Je ne cesse de nager pour que la sensation mordante de froid s'échappe enfin, mais elle met du temps à le faire. Lorsque je relève la tête, un sourire mord mon visage et Taehyung me dévisage, un brin d'amusement au coin des lèvres.
Il s'approche du bord et s'accroupit face à moi. J'ai soudain honte de l'image que je pourrais refléter. Les cheveux trempés, en bataille, les membres tremblants de froid, mes vêtements qui collent et moulent ma peau fine, et ce sourire écrasant qui ne veut pas quitter mes lèvres. Taehyung se penche vers moi.
"Je pensais vraiment pas que t'allais le faire."
Je m'éloigne du bord d'un coup de jambes, trop perturbé par le rapprochement qu'il a instauré. Puis Taehyung saute également, sans aucune hésitation. Sa tête ressort de l'eau, et un rire nous échappe.
"Elle est plutôt bonne, en fait." dit-il.

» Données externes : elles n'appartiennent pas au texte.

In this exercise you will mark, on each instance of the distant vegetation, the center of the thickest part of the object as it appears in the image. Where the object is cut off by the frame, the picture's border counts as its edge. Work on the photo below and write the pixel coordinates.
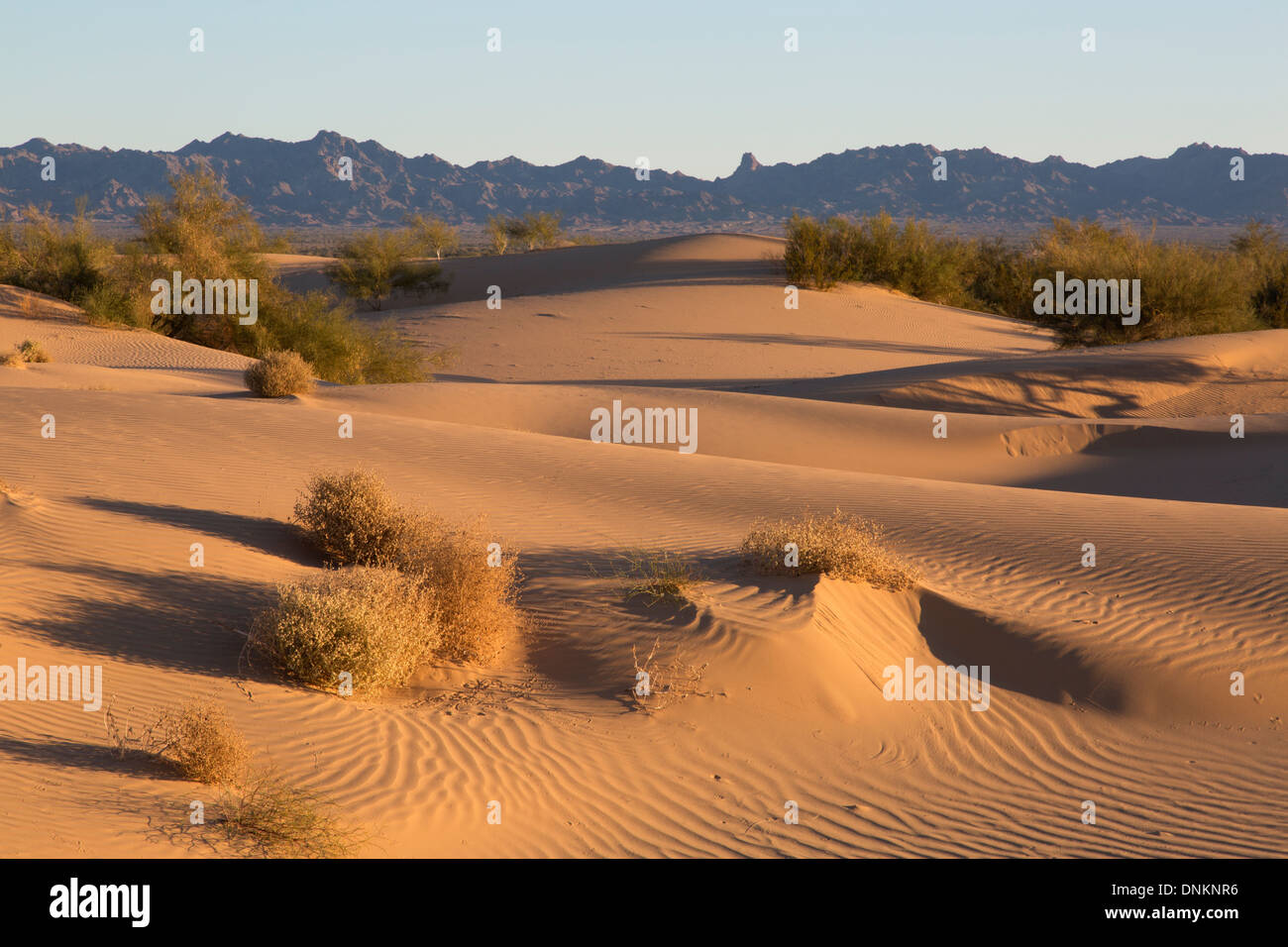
(1185, 289)
(433, 234)
(408, 587)
(374, 264)
(279, 373)
(205, 235)
(536, 231)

Je comprends que je ne suis pas comme lui, alors que je sens toujours mes veines se glacer au contact de l'eau. Mes membres se rafraîchissent, se détendent et perdent un peu de leur vivacité, déjà faibles d'habitude. Alors je ne quitte pas trop le bord, soudain effrayé qu'il ne m'arrive quelque chose.
Depuis quand ai-je aussi peur de l'eau ?
Taehyung se dirige vers la bouée jaune pâle. Il l'attrape et plonge sous l'eau pour passer en dessous et ressortir sa tête à l'intérieur. Ses mouvements sont si fluides que j'en suis hypnotisé.
Moi, je reste crispé au bord, les bras tremblants. Je n'ai pas les mêmes habitudes marines que le châtain. Je n'ai pas la même résistance face à l'eau mordante. Je n'ai pas la même surface de peau qui me protège du froid, ni la même quantité d'énergie pour m'habituer à celui-ci et me déplacer dans le bassin.
Je décide d'aller atteindre la seconde bouée, pour m'y glisser et pouvoir au moins profiter de cette piscine sans avoir l'impression qu'elle va m'avaler. M'engloutir et ne faire qu'une bouchée de mon pauvre corps.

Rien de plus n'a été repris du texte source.